Noting the study’s 9% rate of CSFD-related complications during endovascular procedures for pararenal and TAAAs, the authors reported their findings “nearly identical to the 10% rate” found in a systematic review by Lisa Q. Rong, MD, et al, of Weill Cornell Medical College, New York, published in the British Journal of Anaesthesia. “The complication risk was similar in first-stage TEVAR and F-BEVAR procedures,” they explained. “An alarming 4% of the study patients had severe, potentially life-threatening spinal drain complications, which possibly contributed to the death of two patients (1%). In comparison, the rates of severe complications and death in the previous systematic review were essentially the same, at 2.7% and 0.3%, respectively. The incidence of ICH [intracranial hemorrhage] in our series was also comparable, but the incidence of spinal hematomas (3.0%) was higher in our study compared with the systematic review (0.8%).”
Explaining the rationale behind the change in their practice, the authors continued: “Because of the high rate of spinal hematomas, we no longer recommend CSFD during first-stage TEVARs or for patients with pararenal or extent IV TAAAs who require shorter segments of supraceliac coverage. In addition, CSFD is individualized for patients with extent III TAAAs and used routinely for extent I and II TAAAs. Among patients who undergo F-BEVAR without a drain, CSFD is indicated only if the patient develops irreversible changes in intraoperative neuromonitoring or postoperative neurologic symptoms of SCI.”
In terms of the study’s shortcomings, the investigators pointed to what they described as its most major limitation: the retrospective nature of collecting CSFD-related data.
“Although the note template for spinal drain insertion procedure was fairly well-structured in our electronic medical record, there is a possibility of variation in reporting between neuroradiologist and anesthesiologist because these specialists used different note templates,” they wrote.
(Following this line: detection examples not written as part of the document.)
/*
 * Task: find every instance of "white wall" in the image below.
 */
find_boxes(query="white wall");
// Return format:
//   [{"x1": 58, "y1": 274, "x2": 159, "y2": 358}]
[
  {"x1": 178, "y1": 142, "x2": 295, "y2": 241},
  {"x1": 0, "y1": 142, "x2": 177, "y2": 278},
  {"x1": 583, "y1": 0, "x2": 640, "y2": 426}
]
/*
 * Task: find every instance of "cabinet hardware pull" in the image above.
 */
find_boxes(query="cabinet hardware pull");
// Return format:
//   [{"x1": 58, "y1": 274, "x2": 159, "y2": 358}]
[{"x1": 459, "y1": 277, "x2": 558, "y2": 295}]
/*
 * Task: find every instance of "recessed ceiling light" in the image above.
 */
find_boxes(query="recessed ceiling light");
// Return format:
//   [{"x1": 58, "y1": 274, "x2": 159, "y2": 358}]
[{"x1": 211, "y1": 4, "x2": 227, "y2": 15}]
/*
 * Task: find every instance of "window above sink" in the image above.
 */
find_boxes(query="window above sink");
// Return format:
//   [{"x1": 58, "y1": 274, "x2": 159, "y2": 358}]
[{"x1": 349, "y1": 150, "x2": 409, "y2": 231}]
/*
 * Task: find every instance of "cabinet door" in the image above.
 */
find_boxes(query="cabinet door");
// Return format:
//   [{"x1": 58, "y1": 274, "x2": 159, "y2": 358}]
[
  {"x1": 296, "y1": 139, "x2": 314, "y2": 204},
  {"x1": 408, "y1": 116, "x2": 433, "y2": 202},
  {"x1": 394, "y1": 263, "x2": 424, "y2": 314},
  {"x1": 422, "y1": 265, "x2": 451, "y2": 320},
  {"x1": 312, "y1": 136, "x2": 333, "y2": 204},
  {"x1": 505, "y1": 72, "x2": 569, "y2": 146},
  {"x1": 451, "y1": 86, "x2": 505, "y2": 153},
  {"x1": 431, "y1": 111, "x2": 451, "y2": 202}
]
“The association between CSFD and ICH is often obscure, and causality can be difficult to establish; the authors agreed on the etiology of two ICHs and one remained inconclusive.”
CT scans, the researchers went on, are often reported in a standardized fashion by the radiologists but “DLD was not well-defined in this retrospective study because it mostly relied on the radiology report, and it is very common in middle aged to older individuals.”
“This is the first study to analyze CSFD-related complications in first-stage TEVAR and F-BEVAR of pararenal and TAAAs in a comprehensive and systematic way,” the authors wrote in conclusion. “It demonstrated an alarming rate of severe complications which has led to changes in practice in our hospital. Although CSFD is widely used to prevent ischemic SCI [spinal cord injury] during complex aortic repair, the risk of major CSFD-related complications is not negligible and should be carefully weighed against its potential benefits. Use of fluoroscopic guidance may reduce the risk of CSFD complications.”
Of the organizations noted by the authors as conflicts of interest, none had any involvement in the research, they reported.